Plato's Economic Genius

Plato's economic genius has largely been overlooked. A careful assessment of Socrates' economic analysis in the health "early city" of Plato's Republic reveals that historians of economic thought, including schumpeter, Finley, and Robbins, have missed many or most of Plato's contributions to economic theory, that Socrates' analytical approach and resulting economic theory in the early city contrast sharply with the approach and conclusions of his interlocutors Glaucon and Adeimantus later in the Republic, and that these differences call into question the comon view that Plato is a sort of communist, fascist, or totalitarian. 

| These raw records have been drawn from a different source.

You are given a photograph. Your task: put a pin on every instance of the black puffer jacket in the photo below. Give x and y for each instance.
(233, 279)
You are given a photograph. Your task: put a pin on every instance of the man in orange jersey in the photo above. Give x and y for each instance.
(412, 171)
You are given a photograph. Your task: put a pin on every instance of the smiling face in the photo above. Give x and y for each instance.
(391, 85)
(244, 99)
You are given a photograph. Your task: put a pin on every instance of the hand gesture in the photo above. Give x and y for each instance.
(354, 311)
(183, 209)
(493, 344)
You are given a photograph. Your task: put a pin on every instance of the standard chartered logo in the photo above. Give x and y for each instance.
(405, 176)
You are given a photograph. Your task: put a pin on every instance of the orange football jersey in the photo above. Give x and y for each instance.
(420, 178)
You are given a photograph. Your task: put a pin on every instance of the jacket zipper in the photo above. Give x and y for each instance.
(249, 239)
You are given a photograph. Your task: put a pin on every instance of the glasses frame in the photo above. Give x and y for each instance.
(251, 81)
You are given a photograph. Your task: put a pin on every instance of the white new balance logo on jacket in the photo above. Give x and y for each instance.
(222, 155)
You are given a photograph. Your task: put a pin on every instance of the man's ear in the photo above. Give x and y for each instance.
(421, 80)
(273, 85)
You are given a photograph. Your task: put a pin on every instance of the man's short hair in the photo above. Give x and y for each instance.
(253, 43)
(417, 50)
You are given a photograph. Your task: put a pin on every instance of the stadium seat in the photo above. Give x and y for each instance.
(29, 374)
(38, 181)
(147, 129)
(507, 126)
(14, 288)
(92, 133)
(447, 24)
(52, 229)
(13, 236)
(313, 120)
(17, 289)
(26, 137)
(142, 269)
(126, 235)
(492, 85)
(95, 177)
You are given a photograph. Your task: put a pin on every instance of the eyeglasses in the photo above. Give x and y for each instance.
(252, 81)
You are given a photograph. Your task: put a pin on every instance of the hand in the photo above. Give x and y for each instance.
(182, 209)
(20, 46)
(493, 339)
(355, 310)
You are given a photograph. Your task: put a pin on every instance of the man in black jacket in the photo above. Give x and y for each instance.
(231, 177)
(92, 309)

Among other things, Plato has Socrates: adopt an approach to social and political analysis, similar to those of Weber and Mises, that seeks to account for the experiences of acting individuals; systematically build a theory of why such individuals exchange with one another, a theory that includes three reasons for the division of labor more comprehensive than those of Adam Smith; incorporate a normative claim --that individuals should only do what is needed/necessary--into a descriptive analysis of exchange; identify the effect of aggregate demand on supply; propose a fiat understanding of money; and articulate much of the theory of comparative advantage. Whereas Socrates introduces and endorses these principles structuring the early city, the later versions of the city featuring extreme unity and political control reflect changes introduced by Glaucon and Adeimantus. Careful interpretations of the politics of Plato's Republic must fully account for these differences.